37

Alexander

La ciudad tenía el mismo rostro de siempre, pero el aire había cambiado. Podía sentirlo en la forma en que las luces parpadeaban, en cómo el concreto parecía más frío, más indiferente. No era la ciudad. Era yo. Era ella. Era el espacio invisible que Sofía y yo habíamos construido entre nosotros, tan espeso como humo, tan letal como una bala silenciosa.

Sabía que había vuelto.

Lo supe antes de que mi asistente murmurara su nombre con esa mezcla de sorpresa y alarma. Antes de que su perfume se filtrara en el ascensor privado, como una burla al olvido. Antes de que mi corazón, maldito traidor, empezara a latir con ese ritmo desigual que sólo reconocía una cosa: ella.

Sofía.

Había regresado.

Pero no sabía si lo hacía para quedarse o para destruirme de una vez por todas.

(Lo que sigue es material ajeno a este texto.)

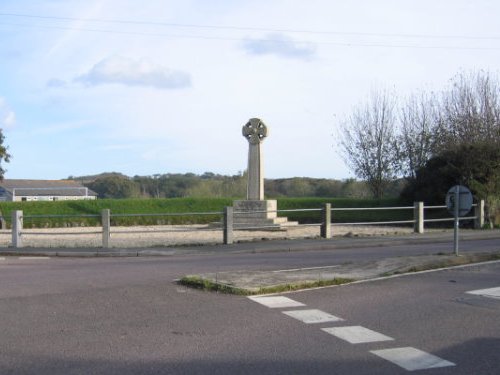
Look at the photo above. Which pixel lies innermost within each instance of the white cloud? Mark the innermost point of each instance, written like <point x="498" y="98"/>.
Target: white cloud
<point x="7" y="116"/>
<point x="280" y="45"/>
<point x="56" y="83"/>
<point x="130" y="72"/>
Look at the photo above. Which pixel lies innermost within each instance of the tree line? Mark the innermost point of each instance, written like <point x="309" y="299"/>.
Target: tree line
<point x="211" y="185"/>
<point x="433" y="140"/>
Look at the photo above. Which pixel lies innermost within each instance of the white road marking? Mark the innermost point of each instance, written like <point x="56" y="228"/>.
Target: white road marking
<point x="412" y="359"/>
<point x="491" y="292"/>
<point x="357" y="334"/>
<point x="276" y="302"/>
<point x="312" y="316"/>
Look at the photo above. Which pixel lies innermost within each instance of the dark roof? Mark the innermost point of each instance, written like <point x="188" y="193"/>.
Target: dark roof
<point x="45" y="187"/>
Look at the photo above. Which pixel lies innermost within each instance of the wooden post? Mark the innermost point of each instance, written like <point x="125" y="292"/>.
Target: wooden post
<point x="418" y="216"/>
<point x="17" y="228"/>
<point x="326" y="225"/>
<point x="228" y="225"/>
<point x="106" y="227"/>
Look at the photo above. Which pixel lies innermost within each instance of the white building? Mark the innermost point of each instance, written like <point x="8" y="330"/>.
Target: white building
<point x="43" y="190"/>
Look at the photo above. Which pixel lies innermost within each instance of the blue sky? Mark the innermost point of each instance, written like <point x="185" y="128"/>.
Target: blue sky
<point x="162" y="86"/>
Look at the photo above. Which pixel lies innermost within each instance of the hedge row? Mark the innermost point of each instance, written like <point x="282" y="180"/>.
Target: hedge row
<point x="68" y="213"/>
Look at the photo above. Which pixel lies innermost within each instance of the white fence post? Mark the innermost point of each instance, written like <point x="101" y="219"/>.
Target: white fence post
<point x="106" y="226"/>
<point x="228" y="225"/>
<point x="326" y="225"/>
<point x="479" y="214"/>
<point x="17" y="227"/>
<point x="418" y="216"/>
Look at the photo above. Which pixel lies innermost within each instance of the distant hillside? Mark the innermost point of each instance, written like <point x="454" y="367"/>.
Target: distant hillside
<point x="211" y="185"/>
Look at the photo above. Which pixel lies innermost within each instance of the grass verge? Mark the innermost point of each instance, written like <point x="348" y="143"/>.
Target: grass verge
<point x="198" y="282"/>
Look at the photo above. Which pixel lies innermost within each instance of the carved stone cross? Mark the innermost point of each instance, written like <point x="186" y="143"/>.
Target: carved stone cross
<point x="255" y="131"/>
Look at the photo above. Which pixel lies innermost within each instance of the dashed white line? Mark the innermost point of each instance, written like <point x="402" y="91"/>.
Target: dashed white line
<point x="357" y="334"/>
<point x="490" y="292"/>
<point x="412" y="359"/>
<point x="312" y="316"/>
<point x="276" y="302"/>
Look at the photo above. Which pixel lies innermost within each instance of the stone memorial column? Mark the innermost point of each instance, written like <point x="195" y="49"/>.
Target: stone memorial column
<point x="255" y="212"/>
<point x="255" y="131"/>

—¿Desea que cancele su reunión con el consejo? —preguntó William, siempre eficiente, aunque por dentro ardiera de mil preguntas que nunca se atrevería a hacer.

Lo miré. No respondí.

¿Y si decía que sí? ¿Y si cancelaba el mundo entero sólo para verla cinco segundos antes?

Pero ya no era ese hombre.

O al menos fingía no serlo.

—Déjalo. Que el infierno continúe sin mí un par de horas más no va a desmoronar este imperio. —Tomé mi abrigo y salí.

Sabía exactamente a dónde ir.

Sofía no era del tipo de esconderse. Ella enfrentaba, ella atacaba. Siempre con esa dulzura peligrosa en la voz, como si pudiera acariciarte con una daga. Así que no me sorprendió encontrar su coche aparcado frente al antiguo apartamento que le había comprado. Tampoco me sorprendió que no me avisara. Esto, entre nosotros, nunca se trató de formalidades. Ni de sutilezas.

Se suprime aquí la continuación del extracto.